The subsidiary of Consistel, which set up the Sports Hub’s wireless systems, is hoping to raise a total of $1 billion to build a brand new 4G network islandwide.

“We’re close to securing 40 per cent of the total funding,” Consistel and OMGTel chairman Masoud Bassiri said yesterday. “We have serious investment offers. We only have to sign the papers.”

He would not disclose investor details, citing “intense rivalry”.

The company is confident of raising $1 billion by the third quarter of this year, when the official auction for mobile airwaves is expected to take place.

New entrants will be offered 60 MHz worth of mobile frequencies at a discount of 45 per cent, or at a reserve price of $35 million. The potential fourth telco could launch its services as early as April next year.

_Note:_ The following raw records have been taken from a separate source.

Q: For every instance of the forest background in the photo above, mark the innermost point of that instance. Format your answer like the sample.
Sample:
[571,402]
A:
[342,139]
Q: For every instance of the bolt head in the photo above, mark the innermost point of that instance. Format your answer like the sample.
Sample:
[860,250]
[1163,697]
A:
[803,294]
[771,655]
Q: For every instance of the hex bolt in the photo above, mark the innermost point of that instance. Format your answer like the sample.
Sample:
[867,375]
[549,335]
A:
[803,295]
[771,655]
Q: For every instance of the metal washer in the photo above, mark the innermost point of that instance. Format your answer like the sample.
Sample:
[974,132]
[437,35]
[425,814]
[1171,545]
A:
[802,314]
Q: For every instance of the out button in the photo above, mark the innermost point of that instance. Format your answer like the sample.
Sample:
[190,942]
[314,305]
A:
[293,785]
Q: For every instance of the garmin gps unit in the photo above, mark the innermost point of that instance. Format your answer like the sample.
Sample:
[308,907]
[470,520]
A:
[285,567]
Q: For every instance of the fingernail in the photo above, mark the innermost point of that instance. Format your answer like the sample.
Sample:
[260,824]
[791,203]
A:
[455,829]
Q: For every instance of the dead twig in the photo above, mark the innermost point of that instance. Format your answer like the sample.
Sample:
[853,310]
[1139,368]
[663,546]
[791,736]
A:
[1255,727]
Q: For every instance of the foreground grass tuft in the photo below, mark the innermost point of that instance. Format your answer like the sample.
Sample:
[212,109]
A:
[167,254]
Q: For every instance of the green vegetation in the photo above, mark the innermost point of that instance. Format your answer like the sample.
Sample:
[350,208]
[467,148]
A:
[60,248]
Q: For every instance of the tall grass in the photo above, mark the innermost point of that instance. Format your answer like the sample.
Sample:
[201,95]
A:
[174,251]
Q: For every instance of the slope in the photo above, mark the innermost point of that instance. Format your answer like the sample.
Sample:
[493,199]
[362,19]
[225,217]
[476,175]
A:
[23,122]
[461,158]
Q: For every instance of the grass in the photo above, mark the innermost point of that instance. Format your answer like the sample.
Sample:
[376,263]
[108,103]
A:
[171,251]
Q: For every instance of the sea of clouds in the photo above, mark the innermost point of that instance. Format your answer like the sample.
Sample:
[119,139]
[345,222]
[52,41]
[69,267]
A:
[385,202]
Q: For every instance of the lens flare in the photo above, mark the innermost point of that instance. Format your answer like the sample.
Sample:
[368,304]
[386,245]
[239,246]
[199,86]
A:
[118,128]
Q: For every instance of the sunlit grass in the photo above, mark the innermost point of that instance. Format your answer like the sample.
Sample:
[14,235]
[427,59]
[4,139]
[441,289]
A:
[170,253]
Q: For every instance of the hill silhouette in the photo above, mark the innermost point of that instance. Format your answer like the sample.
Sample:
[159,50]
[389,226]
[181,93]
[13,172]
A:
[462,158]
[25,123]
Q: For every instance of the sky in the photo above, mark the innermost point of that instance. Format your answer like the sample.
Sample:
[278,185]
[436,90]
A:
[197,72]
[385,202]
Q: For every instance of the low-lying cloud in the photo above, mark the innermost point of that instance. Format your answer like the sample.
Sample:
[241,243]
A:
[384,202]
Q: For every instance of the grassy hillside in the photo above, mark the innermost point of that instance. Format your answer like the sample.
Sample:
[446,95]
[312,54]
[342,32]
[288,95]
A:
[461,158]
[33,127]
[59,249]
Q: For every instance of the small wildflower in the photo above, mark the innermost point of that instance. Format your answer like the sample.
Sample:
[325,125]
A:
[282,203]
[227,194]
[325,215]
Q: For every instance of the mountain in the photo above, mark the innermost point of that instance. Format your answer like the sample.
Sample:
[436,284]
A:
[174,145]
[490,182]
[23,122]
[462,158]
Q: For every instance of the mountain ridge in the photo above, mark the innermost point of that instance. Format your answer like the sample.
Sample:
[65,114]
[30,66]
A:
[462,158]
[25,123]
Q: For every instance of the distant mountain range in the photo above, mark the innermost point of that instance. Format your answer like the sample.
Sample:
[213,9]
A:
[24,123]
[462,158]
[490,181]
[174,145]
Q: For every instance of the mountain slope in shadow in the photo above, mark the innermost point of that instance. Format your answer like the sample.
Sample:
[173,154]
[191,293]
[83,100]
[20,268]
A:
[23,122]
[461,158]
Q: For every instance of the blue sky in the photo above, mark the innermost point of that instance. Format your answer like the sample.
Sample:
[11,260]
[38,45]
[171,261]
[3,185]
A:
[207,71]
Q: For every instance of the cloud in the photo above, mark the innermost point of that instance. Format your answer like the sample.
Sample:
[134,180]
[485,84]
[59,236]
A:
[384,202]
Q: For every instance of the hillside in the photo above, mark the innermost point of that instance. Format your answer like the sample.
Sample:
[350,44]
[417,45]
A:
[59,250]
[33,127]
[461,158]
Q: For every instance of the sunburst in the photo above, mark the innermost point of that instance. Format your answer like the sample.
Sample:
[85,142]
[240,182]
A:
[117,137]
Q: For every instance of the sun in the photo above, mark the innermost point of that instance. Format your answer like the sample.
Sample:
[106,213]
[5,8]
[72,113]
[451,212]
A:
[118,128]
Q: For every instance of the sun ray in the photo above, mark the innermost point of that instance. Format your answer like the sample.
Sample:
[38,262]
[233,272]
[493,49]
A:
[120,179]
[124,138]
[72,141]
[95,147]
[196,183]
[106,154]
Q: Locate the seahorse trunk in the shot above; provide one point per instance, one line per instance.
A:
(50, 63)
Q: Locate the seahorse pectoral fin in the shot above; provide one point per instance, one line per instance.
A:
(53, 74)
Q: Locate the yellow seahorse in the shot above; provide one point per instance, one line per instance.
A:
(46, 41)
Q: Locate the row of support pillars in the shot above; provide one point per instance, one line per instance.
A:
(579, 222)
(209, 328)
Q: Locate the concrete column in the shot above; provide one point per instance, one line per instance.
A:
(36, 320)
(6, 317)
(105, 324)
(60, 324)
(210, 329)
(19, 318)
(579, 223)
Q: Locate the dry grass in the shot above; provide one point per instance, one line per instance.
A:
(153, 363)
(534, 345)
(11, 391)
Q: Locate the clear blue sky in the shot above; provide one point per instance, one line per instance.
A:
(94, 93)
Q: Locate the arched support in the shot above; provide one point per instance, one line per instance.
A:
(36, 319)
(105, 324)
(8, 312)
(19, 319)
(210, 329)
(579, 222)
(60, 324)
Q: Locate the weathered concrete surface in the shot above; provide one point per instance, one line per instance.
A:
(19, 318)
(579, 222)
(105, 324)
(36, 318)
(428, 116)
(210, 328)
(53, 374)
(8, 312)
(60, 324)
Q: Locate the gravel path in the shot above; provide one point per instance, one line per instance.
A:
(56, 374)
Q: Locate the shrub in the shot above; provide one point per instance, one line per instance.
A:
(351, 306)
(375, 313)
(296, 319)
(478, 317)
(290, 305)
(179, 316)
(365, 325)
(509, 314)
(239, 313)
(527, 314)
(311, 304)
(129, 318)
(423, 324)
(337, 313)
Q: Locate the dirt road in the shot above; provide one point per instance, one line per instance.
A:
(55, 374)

OMGTel’s newly appointed chief executive officer Bill Amelio, a technology veteran, said it will be “aggressive and hungry” in the upcoming auction.

Another fourth telco hopeful MyRepublic, a local fibre broadband services provider, is expected to contest.

UOB Kay Hian director of research Jonathan Koh said the upcoming auction will be “the liveliest in 14 years” as no new company had expressed any interest in entering the Singapore market.

Should OMGTel win mobile airwaves in the auction to become the fourth operator here, it said it will compete on talk-time, roaming charges and contract length as well as network quality.

“We can deliver consistent coverage as you walk from the carpark to the lift and into buildings and trains. Right now, coverage is very choppy,” said Mr Bassiri.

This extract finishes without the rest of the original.